Zunächst sah das nach einem Coup für die Journalisten aus, doch schnell erwiesen sich die Quellen als weit wackliger als angenommen. Mapes wurde gefeuert, Rather trat zurück, CBS entschuldigte sich.

Hohelied auf Reporter

Der Film ist also keine übliche Heldengeschichte, sondern versucht stattdessen, die Erinnerung an die Journalisten geradezurücken. Nicht deren fehlende Recherche, sondern einer der ersten Internetmobs in der Online-Geschichte und eine mutmassliche Vertuschungskampagne der Regierung bringt die beiden Stars zu Fall.

Regisseur James Vanderbilt bezieht deutlich Stellung und verwendet viel Zeit für ein Hohelied auf ehrwürdige Reporterarbeit.

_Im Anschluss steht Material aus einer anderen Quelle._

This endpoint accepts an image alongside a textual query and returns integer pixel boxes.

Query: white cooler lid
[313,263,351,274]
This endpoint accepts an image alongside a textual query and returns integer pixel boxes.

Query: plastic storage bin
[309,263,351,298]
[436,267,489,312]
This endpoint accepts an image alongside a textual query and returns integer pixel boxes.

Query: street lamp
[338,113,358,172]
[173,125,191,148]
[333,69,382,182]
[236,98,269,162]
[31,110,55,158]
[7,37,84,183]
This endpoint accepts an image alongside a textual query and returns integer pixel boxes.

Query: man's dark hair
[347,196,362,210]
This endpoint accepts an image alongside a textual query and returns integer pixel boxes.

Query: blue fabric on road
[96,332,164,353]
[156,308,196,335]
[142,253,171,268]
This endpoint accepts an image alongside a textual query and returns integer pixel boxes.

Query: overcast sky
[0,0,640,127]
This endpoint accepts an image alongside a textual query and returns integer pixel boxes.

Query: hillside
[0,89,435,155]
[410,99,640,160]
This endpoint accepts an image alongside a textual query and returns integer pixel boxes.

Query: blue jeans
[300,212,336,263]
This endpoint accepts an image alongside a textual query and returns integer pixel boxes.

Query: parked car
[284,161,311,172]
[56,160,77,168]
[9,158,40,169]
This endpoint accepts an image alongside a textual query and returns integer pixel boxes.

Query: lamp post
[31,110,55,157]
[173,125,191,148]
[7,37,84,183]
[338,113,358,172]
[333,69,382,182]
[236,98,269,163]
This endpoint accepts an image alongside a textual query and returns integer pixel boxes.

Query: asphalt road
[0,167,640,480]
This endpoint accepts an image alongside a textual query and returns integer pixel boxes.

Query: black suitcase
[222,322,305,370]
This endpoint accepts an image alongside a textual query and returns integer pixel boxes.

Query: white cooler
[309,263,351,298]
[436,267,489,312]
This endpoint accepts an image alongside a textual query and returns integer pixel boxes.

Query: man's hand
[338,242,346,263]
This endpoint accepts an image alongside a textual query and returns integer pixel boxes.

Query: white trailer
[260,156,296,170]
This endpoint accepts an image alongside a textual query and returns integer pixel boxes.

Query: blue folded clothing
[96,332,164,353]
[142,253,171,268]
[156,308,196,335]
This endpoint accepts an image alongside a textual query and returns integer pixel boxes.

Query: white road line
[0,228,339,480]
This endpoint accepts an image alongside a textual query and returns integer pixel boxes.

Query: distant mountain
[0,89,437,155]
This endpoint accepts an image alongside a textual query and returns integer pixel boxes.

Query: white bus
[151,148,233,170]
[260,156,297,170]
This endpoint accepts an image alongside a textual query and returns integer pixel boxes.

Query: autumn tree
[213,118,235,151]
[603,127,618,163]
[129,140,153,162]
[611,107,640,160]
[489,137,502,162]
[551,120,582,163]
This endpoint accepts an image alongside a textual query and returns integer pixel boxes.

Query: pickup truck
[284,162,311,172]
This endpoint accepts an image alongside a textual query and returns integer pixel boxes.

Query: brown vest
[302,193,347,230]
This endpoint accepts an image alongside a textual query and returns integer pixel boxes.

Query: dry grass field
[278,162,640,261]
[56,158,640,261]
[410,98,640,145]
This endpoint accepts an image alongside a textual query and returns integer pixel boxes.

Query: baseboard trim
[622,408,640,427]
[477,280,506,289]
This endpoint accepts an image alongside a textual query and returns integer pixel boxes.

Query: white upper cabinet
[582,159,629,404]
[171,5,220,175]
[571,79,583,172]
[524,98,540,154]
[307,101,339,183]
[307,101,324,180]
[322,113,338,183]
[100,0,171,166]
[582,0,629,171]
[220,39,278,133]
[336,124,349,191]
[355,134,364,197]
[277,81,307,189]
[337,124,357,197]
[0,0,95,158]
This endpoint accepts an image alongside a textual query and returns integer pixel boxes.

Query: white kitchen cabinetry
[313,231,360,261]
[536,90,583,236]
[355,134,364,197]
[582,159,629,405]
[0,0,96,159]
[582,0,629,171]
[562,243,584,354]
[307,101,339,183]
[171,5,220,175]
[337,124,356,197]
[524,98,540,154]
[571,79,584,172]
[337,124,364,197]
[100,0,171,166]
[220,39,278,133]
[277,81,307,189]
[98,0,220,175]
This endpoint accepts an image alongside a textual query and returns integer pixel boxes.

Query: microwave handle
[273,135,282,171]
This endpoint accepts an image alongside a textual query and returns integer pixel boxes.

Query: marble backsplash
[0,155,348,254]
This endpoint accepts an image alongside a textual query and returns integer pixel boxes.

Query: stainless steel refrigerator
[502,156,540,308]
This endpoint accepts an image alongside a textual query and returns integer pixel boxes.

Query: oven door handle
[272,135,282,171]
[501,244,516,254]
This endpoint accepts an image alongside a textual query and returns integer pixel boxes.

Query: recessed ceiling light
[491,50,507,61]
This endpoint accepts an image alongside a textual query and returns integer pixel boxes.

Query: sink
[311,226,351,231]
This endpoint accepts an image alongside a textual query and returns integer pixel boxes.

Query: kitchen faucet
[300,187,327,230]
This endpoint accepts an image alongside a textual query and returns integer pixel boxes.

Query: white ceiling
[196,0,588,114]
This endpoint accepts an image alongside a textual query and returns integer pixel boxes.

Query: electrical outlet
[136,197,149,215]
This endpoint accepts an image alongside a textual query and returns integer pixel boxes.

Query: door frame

Als Rather sich einmal mit einem jungen Kollegen unterhält, fragt ihn dieser, warum er mit Journalismus angefangen habe. «Neugier», antwortet Rather. «Und warum haben Sie angefangen?» Der junge Kollege schaut entrückt: «Ihretwegen.»

Und so entwickelt der Film Punkt für Punkt die Verteidigung der beiden, bis Mapes in einer dramatischen Schlussszene beklagen darf, was alles falsch läuft in den Medien. «Alle zeigen mit dem Finger auf andere und schreien herum», heisst es in einer Szene. «Und sie hoffen, dass die Wahrheit irgendwo entlang des Weges verloren geht.»

Parteiisch

Das mag korrekt sein, ist aber in seiner Entschiedenheit und im predigenden Ton etwas ärgerlich. Verwundern sollte die etwas einseitige Sichtweise indes nicht, schliesslich basiert das von Vanderbilt geschriebene Drehbuch auf einer Biografie der echten Mary Mapes. Hinzu kommt, dass der Film es Schweizer Zuschauern nicht gerade leicht macht. Es wird vorausgesetzt, dass die Kinogänger die kulturelle Bedeutung der handelnden Figuren kennen.

Gewohnt hochklassig sind jedoch die schauspielerischen Leistungen, sodass der Film durchaus für Interessierte eine Ergänzung im bestehenden Kanon der Journalismusfilme ist. An die präzise und differenzierte Qualität von «Spotlight» reicht er nicht heran.

Bewertung: 3 von 5 Sternen

Christian Fahrenbach, dpa

Hinweis

«Truth» startet in den Kinos Bourbaki (Luzern), Maxx (Emmenbrücke) und Engelberg.